= Gino Paro =

Italian prelate

Gino Paro (17 June 1910 – 21 September 1988) was an Italian prelate of the Catholic Church. He became a bishop and head of the Vatican's training program for diplomats in 1962. Raised to the rank of archbishop, he served as an apostolic nuncio from 1969 to 1978.

== Biography ==
Gino Paro was born on 17 June 1910 in Ponte di Piave, Treviso, Italy. He was ordained a priest on 5 July 1936 of the Diocese of Treviso. By 1945 he had a position at the Secretariat of State.

His dissertation, The right of papal legation, was published in 1948. At that period he was working in the diplomatic service of the Holy See, assigned to the nunciature in Dublin with the title of auditor.

On 31 August 1962, Pope John XXIII appointed him titular bishop of Diocaesarea in Isauria and President of the Pontifical Ecclesiastical Academy. Cardinal Jean-Marie Villot ordained him a bishop on 7 October.

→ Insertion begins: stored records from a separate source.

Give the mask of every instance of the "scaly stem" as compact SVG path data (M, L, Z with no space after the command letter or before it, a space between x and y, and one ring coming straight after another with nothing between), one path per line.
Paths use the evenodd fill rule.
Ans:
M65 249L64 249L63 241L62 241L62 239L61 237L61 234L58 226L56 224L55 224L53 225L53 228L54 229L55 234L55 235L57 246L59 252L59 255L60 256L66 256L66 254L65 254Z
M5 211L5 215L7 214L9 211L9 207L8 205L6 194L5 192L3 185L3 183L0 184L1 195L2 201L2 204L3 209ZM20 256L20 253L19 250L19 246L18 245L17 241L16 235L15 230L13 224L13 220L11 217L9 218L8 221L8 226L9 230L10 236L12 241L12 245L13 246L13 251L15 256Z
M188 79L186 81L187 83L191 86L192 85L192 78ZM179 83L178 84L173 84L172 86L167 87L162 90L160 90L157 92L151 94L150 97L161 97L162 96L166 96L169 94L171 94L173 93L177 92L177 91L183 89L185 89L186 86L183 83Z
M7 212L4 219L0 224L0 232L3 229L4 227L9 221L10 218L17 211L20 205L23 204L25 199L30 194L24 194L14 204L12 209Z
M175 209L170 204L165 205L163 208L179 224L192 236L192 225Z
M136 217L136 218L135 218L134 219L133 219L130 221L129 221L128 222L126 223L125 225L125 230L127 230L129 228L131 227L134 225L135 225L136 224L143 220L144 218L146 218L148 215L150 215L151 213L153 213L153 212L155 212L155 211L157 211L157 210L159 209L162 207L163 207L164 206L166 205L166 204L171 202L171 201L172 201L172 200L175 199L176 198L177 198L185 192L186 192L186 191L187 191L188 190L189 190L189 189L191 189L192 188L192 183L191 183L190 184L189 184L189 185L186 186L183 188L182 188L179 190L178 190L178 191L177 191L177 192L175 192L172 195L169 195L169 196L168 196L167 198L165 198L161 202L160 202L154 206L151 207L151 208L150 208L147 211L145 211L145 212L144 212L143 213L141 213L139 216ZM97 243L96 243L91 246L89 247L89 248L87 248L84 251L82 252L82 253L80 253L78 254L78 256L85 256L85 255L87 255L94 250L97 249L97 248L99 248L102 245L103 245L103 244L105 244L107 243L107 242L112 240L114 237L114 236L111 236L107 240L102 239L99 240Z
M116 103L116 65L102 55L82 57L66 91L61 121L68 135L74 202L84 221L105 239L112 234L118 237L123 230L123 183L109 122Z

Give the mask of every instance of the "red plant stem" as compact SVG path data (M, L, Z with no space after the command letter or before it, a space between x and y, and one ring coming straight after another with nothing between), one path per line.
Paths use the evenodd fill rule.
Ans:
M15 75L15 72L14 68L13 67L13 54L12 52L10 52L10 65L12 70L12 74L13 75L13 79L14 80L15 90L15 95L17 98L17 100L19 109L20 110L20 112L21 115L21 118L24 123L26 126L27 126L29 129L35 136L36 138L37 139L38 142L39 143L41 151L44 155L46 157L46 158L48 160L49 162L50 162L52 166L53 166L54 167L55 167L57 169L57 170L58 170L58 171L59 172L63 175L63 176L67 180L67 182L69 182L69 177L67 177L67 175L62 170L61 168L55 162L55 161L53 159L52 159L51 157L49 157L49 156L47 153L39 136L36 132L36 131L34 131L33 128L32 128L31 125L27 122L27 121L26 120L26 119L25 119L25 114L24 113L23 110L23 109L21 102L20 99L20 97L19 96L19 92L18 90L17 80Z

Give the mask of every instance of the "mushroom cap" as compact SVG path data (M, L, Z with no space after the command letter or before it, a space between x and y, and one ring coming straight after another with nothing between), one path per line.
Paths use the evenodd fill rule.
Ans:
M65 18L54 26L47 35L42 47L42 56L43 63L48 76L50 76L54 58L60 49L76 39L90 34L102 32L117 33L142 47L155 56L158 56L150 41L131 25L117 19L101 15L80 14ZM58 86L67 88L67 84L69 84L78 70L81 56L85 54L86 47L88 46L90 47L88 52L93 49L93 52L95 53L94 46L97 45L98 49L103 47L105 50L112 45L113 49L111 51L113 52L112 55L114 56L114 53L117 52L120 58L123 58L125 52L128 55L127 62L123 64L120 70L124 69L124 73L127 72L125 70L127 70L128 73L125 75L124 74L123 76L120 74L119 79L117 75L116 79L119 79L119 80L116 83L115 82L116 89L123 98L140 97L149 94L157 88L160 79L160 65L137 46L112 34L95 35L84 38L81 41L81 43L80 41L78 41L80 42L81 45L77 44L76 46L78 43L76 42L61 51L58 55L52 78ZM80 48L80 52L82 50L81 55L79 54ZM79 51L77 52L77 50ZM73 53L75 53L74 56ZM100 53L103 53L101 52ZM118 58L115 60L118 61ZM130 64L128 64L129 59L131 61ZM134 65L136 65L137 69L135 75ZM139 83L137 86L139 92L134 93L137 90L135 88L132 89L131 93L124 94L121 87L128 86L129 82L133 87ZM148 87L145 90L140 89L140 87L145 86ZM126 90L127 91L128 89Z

On 5 May 1969, Pope Paul VI appointed him Titular Archbishop of Torcello and Apostolic Delegate to Australia and Papua New Guinea. His title for Australia changed to Apostolic Pro-Nuncio on 4 July 1973, and he was succeeded by Andrea Cordero Lanza di Montezemolo as the first Pro-Nuncio to Papua New Guinea on 5 April 1977. His diplomatic service ended on 10 June 1978 when he was replaced as Pro-Nuncio to Australia by Luigi Barbarito.

Paro participated in all four sessions of the Second Vatican Council.

He died on 21 September 1988.

There is a street in Ponte di Piave named "Via Monsignor Gino Paro".